Dazu kommt die ungeheure Nabelschau von Mirijam, mit einer solchen Person könnte ich nicht in Kontakt stehen. Das der Grund für Trennungen auch mal bei ihr liegen könnte, kommt ihr nie in den Sinn. Sie ist das Opfer. Der. Sie suhlt sich in Selbstmitleid.
Das Thema des Romans ist spannend geht aber leider in der Charakterbeschreibung der Frauen unter.
Vor Jahren habe ich etwas Ähnliches von Minette Walters gelesen. Dieses Buch konnte ich vor Spannung nicht aus der Hand legen, hier war es so dass ich es weglegen musste um ich vor diesen Depressionen verursachenden Klagen zu schützen.
Kälte
Der Weg des ewigen Winters von Niilo Sevänen
Die kleine Halla steht allein auf der Welt. In Konstantinopel im Jahr 1007, ihre Eltern sind ermordet und sie hat seltsame Träume. Der Bruder ihrer Pflegemutter versucht sie zu beschützen. Denn es sind viele eigenartige Gestalten hinter ihr her. In ihren Träumen sind es Raben und andere Raubvögel.
Im realen Leben sind es Attentäter und andere Gestalten die anscheinend sehr überzeugende Gründe haben ihrer habhaft zu werden.
Es ist eine Fantasy Geschichte die in der Historie angesiedelt ist. Eine Mischung aus nordischen, griechischen und frühchristlichen Mythen. Eine Welt in der es von Hexen, Geistern und Königen wimmelt.
Mich hat dieses Buch überfordert. Wenn ich mich an ein Setting gewöhnt hatte, kam ein Neues. War ich mit einer Figur vertrauter geworden, starb oder verschwand sie. Ist es eine historische Person passt sie nicht in die Zeit.
Alles ist noch sehr wage dargestellt. Denn anscheinend ist dieses Buch der Anfang einer Trilogie. Klar das man mit der Auflösung bzw. mit den Entdecken von Zusammenhängen noch den zweiten und dritten Band lesen muss.

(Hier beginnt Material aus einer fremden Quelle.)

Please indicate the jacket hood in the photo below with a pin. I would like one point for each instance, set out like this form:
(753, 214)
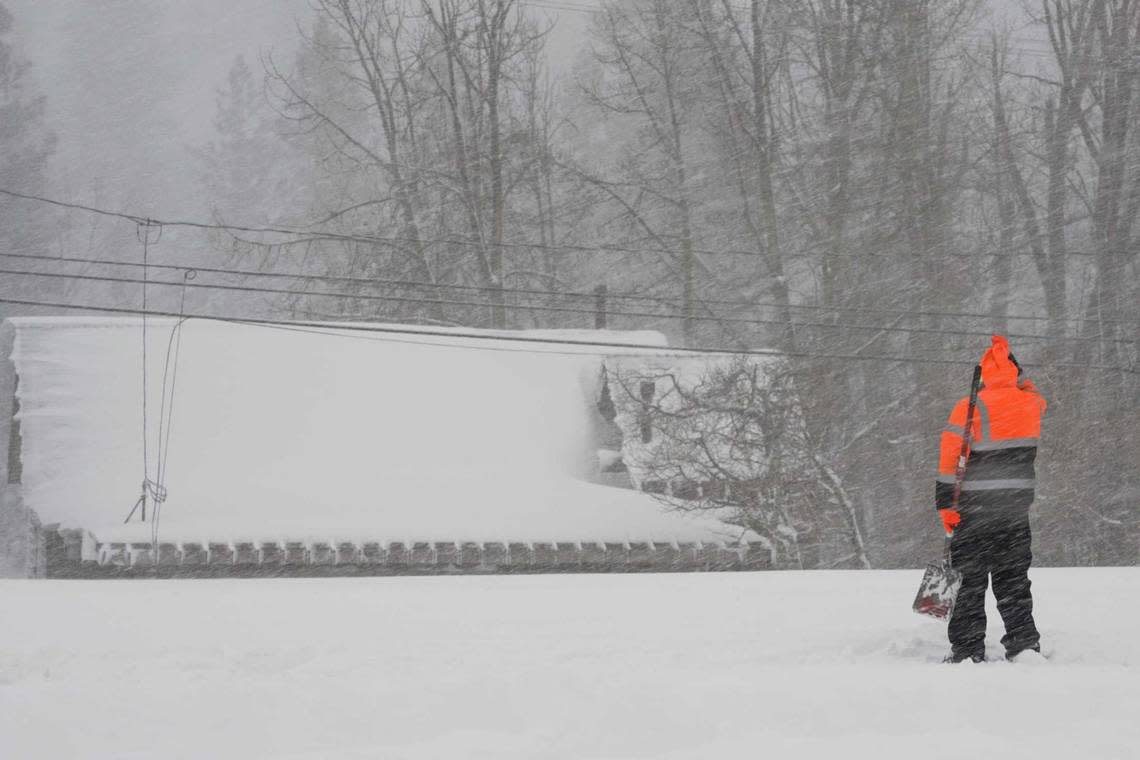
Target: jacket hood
(996, 369)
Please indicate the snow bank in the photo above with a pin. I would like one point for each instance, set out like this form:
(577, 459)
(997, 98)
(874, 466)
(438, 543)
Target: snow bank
(324, 434)
(821, 664)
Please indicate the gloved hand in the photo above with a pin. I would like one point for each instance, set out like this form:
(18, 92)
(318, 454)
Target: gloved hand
(950, 520)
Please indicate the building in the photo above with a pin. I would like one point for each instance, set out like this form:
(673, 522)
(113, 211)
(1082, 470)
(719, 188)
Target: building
(319, 449)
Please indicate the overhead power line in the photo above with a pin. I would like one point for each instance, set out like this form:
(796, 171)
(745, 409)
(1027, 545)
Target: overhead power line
(308, 234)
(612, 295)
(548, 309)
(382, 332)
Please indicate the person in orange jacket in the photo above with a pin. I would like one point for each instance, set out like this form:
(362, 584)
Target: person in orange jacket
(991, 526)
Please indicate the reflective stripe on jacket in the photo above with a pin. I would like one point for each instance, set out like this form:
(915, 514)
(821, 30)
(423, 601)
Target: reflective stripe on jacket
(1004, 433)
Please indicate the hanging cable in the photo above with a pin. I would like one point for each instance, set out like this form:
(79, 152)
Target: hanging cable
(167, 409)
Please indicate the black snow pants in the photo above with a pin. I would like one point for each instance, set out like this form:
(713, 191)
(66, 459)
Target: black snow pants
(999, 546)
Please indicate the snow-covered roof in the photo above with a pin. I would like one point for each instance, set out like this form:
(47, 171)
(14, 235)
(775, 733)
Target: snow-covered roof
(323, 433)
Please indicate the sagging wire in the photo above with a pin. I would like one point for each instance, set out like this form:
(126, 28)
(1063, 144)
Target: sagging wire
(167, 407)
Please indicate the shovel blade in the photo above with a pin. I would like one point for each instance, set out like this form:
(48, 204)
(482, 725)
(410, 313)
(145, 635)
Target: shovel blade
(938, 591)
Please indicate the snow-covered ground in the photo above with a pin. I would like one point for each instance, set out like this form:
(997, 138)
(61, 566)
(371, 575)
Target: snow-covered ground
(824, 664)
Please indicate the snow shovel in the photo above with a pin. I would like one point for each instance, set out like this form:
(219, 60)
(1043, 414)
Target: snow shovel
(941, 582)
(938, 590)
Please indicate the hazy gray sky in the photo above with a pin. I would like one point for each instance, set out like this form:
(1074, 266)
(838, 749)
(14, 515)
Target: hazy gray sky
(131, 84)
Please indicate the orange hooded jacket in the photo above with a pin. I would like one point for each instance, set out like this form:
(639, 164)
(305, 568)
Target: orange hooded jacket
(1004, 434)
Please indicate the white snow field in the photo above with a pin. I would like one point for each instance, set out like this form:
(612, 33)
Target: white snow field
(819, 664)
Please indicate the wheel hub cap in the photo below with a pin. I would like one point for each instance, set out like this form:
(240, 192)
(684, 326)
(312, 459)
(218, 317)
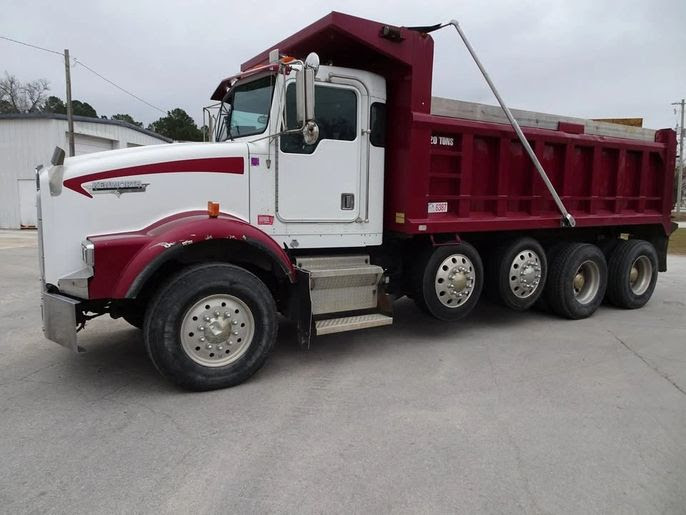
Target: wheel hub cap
(217, 330)
(586, 282)
(641, 275)
(454, 282)
(525, 273)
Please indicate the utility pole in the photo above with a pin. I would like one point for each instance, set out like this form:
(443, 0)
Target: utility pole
(70, 113)
(679, 178)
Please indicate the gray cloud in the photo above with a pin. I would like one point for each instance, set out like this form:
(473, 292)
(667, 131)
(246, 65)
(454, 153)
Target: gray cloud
(583, 58)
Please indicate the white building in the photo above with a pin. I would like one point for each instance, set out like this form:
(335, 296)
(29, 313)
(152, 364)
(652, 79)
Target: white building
(27, 140)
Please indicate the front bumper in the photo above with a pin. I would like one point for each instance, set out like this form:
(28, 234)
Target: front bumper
(59, 320)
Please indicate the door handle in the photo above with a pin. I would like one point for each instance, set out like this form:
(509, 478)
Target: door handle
(347, 201)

Aber auch im ersten Band könnte schon etwas mehr Tiefe sein Die Charaktere etwas mehr umrissen und ein paar Erklärungen zu den Geschehnissen. Es sind zu viele verwirrte Fäden, man kann nur hoffen das der Autor es schafft dieses Knäuel zu entwirren.
Verschiedene Bilder
Mr. Saitos reisendes Kino von Annette Bjergfeldt
Lita ist in Argentinien geboren. Ihre Mutter liebt Schuhe und den Tango. Als sie das Land verlassen, landen sie in Kanada. Von einer Stadt in einem winzigen Ort fast am Rande der Welt. Lita findet Freunde und ein Zuhause. Genau wie ihre Mutter. Mr. Saito ist ein Mensch der den Menschen in den abgelegenen Orten etwas Freude und Abwechslung bringt.
So ändert sich aufs Neue Litas Welt.
Dieses Buch hat eine besondere Erzählweise. Sehr viele Bilder überschneiden sich. Mal sind es die Beschreibung der Schuhe, dann wieder eine Beschreibung der Natur. Es gibt wenig herausragende Ereignisse, sondern eher eine aneinander Reihung harmloser Geschenisse. Das macht es etwas schwierig das Buch zu verstehen. Entweder folgt man den Bildfolgen oder man liest die harmlosen Ereignisse wie sie in einer Familiengeschichte ohne große Emotionen geschehen.
Der Erzählstil erinnert an die Filme die in den fünfziger Jahren modern waren. Eine Hausfrau die sich rund um Haus, Garten und Familie glücklich ist. Ein bisschen Kino ist ein herausragendes Ereignis. Dazu kommt Klatsch und hier und da mal ein bisschen Stress.
Nicht spannend aber auch nicht langweilig. Das Buch vermittelt das Gefühl das es mit einmal Lesen nicht getan ist, man muss es noch einmal lesen und dann aus einem anderen Blickwinkel.